TAKUDAI PROFILE~拓大人物図鑑~

拓殖大学創立の一端を担い、学生に対して「学問と事業との密着が必要である」と説いた実業家

新一万円札の顔であり、2021年NHK大河ドラマの主人公としても注目される渋沢栄一は、江戸時代の末期に埼玉県の農家に生まれた。22歳から江戸に出て儒学を学ぶ傍ら、尊皇攘夷思想に目覚め、志士活動にものめり込んでいく。24歳で一橋慶喜に仕え、その3年後、慶喜が将軍となったことから幕臣に登用。そこで渋沢に大きな影響を与えた出来事が、パリ万博の視察である。ヨーロッパの近代的な国づくりに、渋沢が強く衝撃を受けたことは想像に難くない。
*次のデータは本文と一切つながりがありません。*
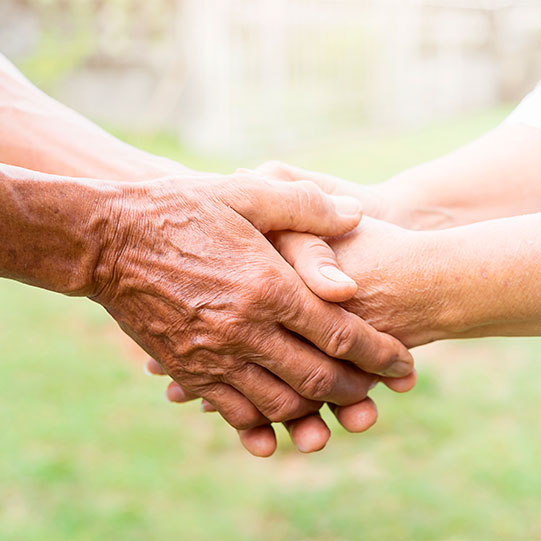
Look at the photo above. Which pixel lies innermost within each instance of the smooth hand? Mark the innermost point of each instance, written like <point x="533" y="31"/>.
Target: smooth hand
<point x="190" y="276"/>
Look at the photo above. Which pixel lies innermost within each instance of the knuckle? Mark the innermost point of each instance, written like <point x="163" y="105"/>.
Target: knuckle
<point x="319" y="384"/>
<point x="309" y="196"/>
<point x="243" y="419"/>
<point x="341" y="341"/>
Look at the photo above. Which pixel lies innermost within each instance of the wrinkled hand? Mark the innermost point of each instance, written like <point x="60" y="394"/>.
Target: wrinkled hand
<point x="309" y="433"/>
<point x="188" y="274"/>
<point x="372" y="245"/>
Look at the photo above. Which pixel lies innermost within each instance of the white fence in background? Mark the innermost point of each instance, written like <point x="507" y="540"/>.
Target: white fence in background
<point x="246" y="75"/>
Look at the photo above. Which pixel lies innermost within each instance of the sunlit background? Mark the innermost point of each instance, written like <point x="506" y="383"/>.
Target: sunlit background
<point x="89" y="449"/>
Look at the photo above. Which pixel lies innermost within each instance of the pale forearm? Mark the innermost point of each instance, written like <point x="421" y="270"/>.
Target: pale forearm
<point x="476" y="280"/>
<point x="41" y="134"/>
<point x="495" y="176"/>
<point x="488" y="280"/>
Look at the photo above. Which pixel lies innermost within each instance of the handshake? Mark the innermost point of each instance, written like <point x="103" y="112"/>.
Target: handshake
<point x="263" y="292"/>
<point x="267" y="330"/>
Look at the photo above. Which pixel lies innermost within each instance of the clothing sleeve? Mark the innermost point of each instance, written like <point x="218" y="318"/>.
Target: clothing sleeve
<point x="528" y="111"/>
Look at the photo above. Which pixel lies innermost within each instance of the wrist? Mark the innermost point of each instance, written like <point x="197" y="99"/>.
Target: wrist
<point x="52" y="229"/>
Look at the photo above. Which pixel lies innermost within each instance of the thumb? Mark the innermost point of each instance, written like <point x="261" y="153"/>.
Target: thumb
<point x="272" y="205"/>
<point x="315" y="262"/>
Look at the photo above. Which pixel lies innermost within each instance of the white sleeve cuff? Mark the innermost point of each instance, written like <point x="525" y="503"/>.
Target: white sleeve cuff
<point x="528" y="110"/>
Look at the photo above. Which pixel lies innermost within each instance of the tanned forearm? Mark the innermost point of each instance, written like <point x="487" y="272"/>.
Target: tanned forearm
<point x="52" y="229"/>
<point x="41" y="134"/>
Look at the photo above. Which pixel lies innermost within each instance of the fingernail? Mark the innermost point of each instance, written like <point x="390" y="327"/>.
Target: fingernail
<point x="398" y="369"/>
<point x="174" y="393"/>
<point x="335" y="274"/>
<point x="347" y="206"/>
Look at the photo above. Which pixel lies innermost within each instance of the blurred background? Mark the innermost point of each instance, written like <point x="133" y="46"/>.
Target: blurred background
<point x="359" y="88"/>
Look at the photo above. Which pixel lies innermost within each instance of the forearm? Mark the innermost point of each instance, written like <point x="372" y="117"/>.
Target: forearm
<point x="419" y="286"/>
<point x="495" y="176"/>
<point x="53" y="229"/>
<point x="41" y="134"/>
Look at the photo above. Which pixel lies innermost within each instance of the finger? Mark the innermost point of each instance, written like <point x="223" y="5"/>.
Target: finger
<point x="315" y="262"/>
<point x="314" y="375"/>
<point x="235" y="408"/>
<point x="176" y="393"/>
<point x="401" y="385"/>
<point x="309" y="434"/>
<point x="276" y="400"/>
<point x="153" y="368"/>
<point x="344" y="335"/>
<point x="272" y="205"/>
<point x="356" y="417"/>
<point x="207" y="407"/>
<point x="259" y="441"/>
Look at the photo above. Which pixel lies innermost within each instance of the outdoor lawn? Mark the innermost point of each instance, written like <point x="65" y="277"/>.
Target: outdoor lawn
<point x="91" y="450"/>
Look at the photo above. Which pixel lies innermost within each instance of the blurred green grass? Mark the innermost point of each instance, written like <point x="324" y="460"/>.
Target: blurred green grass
<point x="90" y="449"/>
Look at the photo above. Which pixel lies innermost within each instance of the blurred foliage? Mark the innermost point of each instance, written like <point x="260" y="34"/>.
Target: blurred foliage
<point x="73" y="32"/>
<point x="91" y="450"/>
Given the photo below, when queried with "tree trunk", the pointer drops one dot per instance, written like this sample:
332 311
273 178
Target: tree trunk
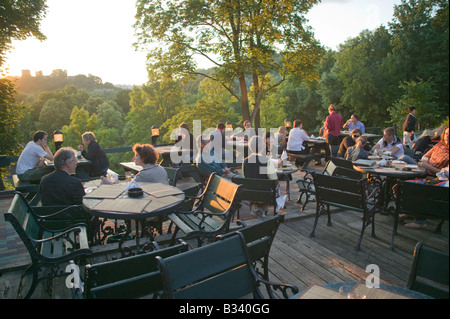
244 98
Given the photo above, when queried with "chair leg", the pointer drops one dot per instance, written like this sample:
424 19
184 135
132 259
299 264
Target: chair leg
34 267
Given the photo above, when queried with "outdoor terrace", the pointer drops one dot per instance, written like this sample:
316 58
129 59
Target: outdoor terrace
295 258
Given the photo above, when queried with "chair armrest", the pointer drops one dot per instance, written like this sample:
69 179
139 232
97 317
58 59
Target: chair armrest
283 287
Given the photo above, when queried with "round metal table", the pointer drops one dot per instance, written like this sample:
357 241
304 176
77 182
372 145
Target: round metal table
146 222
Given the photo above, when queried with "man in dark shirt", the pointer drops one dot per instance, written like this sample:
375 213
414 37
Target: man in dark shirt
350 141
59 187
409 125
333 124
94 153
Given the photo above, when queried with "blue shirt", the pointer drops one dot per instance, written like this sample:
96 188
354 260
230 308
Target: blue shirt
358 124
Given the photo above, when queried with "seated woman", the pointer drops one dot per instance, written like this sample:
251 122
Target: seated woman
257 165
207 162
358 150
281 137
435 161
350 141
146 156
297 136
271 147
94 153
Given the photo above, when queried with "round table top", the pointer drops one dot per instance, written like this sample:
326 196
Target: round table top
396 171
161 205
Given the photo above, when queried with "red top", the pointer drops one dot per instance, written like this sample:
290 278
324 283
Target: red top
438 155
333 124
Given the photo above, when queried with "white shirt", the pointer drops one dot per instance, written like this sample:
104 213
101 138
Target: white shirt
395 143
29 157
296 138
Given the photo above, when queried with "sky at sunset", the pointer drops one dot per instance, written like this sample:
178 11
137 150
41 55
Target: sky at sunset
96 36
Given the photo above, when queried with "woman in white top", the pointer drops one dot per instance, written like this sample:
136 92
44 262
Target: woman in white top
296 138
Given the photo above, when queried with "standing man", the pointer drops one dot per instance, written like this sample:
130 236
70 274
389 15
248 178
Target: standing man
30 165
333 124
409 126
59 187
353 123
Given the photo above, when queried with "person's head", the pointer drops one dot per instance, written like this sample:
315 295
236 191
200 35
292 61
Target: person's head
185 126
361 141
282 130
88 138
331 108
356 133
40 138
298 123
444 136
66 159
389 135
256 144
269 139
221 126
145 154
202 141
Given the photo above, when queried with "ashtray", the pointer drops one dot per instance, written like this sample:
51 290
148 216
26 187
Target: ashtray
135 192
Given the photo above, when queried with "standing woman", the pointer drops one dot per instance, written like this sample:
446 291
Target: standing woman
357 151
94 153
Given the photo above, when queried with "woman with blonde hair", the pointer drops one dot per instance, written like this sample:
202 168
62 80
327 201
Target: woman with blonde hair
357 151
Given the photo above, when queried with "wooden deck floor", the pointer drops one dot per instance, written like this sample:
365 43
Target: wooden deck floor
295 257
303 261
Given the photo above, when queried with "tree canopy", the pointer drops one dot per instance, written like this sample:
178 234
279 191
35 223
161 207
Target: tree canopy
238 37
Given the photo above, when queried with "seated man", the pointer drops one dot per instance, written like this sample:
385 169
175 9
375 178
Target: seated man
94 153
59 187
208 162
258 165
30 166
350 141
354 123
392 144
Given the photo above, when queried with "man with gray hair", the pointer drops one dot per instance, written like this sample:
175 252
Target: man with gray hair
60 187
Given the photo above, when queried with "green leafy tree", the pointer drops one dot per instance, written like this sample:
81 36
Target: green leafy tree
421 95
213 106
361 70
420 42
152 104
110 115
240 38
53 116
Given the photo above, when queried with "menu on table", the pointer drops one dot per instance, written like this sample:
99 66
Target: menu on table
106 191
124 205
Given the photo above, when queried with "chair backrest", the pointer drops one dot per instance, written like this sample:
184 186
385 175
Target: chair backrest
340 191
429 272
221 270
257 190
342 162
190 171
173 175
424 200
130 277
220 195
349 173
20 215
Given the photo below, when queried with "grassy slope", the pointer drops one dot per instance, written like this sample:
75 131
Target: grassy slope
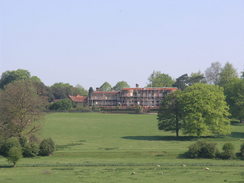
93 147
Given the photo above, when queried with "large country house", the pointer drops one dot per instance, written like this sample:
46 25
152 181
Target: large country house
127 97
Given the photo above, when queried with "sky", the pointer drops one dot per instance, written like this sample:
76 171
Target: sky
88 42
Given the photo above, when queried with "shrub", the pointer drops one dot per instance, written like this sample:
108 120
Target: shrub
202 149
228 151
242 151
8 144
47 147
14 154
30 150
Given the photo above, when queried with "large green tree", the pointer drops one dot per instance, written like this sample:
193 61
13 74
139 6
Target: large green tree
227 74
169 114
20 109
10 76
199 110
204 110
158 79
120 85
234 92
196 77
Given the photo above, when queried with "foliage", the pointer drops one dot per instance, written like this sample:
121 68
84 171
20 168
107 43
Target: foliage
228 151
169 113
11 76
8 144
228 73
14 154
105 87
158 79
61 105
202 149
79 90
120 85
61 90
47 147
181 82
204 110
197 77
234 92
30 150
20 107
212 73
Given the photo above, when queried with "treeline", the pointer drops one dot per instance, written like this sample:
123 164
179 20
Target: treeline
204 103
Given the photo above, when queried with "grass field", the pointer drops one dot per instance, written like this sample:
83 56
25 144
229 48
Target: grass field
104 148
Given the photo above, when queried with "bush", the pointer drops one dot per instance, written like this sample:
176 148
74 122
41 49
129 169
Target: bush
30 150
228 151
242 151
14 154
47 147
8 144
202 149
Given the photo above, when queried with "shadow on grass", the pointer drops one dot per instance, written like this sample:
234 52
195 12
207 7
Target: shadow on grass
61 147
237 134
161 138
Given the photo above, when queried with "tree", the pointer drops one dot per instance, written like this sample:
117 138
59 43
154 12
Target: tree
181 82
14 154
204 110
196 77
158 79
169 114
20 109
11 76
213 72
227 74
234 92
120 85
79 90
105 87
61 90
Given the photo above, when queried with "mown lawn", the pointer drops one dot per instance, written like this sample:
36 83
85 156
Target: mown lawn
95 147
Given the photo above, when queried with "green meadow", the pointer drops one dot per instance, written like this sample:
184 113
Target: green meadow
104 148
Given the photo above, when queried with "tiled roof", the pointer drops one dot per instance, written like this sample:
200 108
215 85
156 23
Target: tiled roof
103 92
78 98
151 89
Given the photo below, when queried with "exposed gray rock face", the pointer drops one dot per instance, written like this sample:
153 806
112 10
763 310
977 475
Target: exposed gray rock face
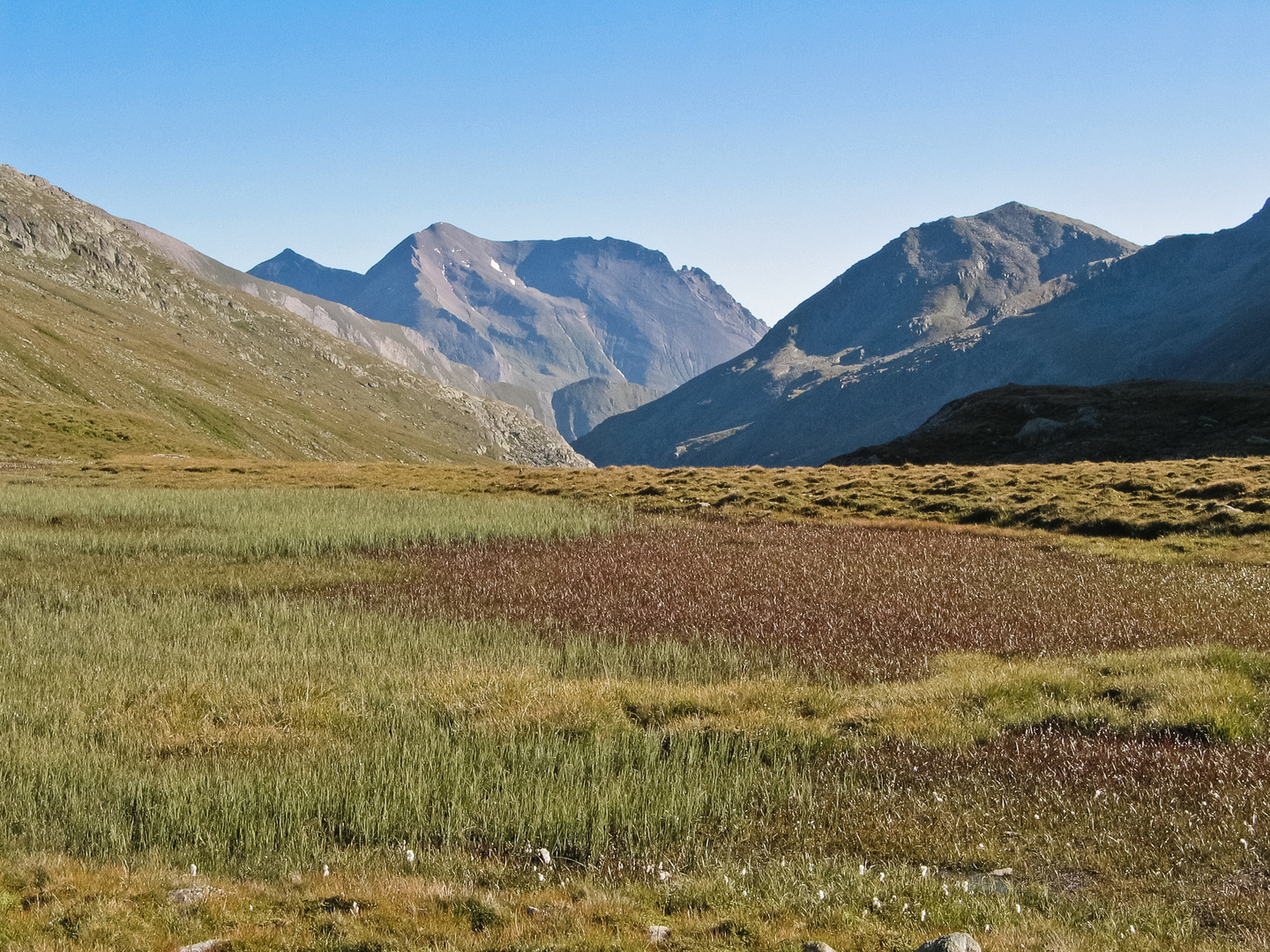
531 317
875 352
130 262
954 942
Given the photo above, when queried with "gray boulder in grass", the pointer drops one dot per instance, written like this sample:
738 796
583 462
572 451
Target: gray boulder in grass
952 942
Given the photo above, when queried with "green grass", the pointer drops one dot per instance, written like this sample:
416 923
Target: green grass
234 524
207 677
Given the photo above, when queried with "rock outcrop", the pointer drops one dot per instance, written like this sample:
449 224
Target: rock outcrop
525 320
811 383
958 306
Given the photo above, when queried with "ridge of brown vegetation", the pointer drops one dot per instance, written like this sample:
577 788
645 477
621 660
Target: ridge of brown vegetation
863 600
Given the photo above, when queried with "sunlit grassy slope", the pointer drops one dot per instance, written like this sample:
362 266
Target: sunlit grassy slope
1177 509
228 678
107 348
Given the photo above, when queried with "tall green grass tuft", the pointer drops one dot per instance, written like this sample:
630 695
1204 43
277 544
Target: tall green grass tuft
263 524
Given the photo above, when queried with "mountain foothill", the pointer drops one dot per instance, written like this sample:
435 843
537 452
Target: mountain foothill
955 306
118 338
572 331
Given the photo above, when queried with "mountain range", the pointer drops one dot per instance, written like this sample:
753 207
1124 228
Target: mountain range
116 339
955 306
573 331
1127 421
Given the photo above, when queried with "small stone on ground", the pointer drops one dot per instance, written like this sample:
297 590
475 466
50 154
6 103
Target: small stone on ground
954 942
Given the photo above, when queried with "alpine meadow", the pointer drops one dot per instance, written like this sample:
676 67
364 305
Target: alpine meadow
410 542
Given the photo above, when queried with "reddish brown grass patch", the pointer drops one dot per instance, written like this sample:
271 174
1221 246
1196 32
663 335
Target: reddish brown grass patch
860 600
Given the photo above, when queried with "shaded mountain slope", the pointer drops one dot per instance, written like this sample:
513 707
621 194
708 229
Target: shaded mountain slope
536 316
848 365
1127 421
108 348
明治維新が起こり帰国したのち、フランスで学んだ株式会社制度など、海外で得た知見を取り入れ次々と改革を推進。明治新政府より招かれ、1869年から3年半にわたり民部省、大蔵省に勤めた渋沢は辞職後、日本最初の銀行となる第一国立銀行(現・みずほ銀行)の創業をも担うことに。その後およそ500もの企業設立に力を注いだことから、「日本資本主義の父」と称されるまでになったのだ。

企業家としての側面と同時に、日本の教育改革にも注力した渋沢。近代的な国づくりを目指し、商法講習所(現・一橋大学)をはじめ、多くの学校設立に関わっていった。そして1900年に誕生した拓殖大学の前身である台湾協会学校の創立委員の一人として、渋沢が名を連ねた。台湾での事業に従事するための人材養成が国家の急務であった当時、その教育の必要性や意義を渋沢も強く感じていたのだ。1903年、拓殖大学の学生に行った演説では、「学問と事業とを十分に密着することを心懸けることが甚だ必要」と語った渋沢。実学教育に関する意識がまだ薄い日本で、学びを社会に役立てることの大切さを説き、台湾はもちろんのこと、アジア全般で活躍できる人材の必要性を唱えた。実業において、強い国際競争力を持つことのできる日本へ。その高い志は、学生の奮起を促すとともに、グローバル大学への道を歩みだす輝かしい一歩目となったのだ。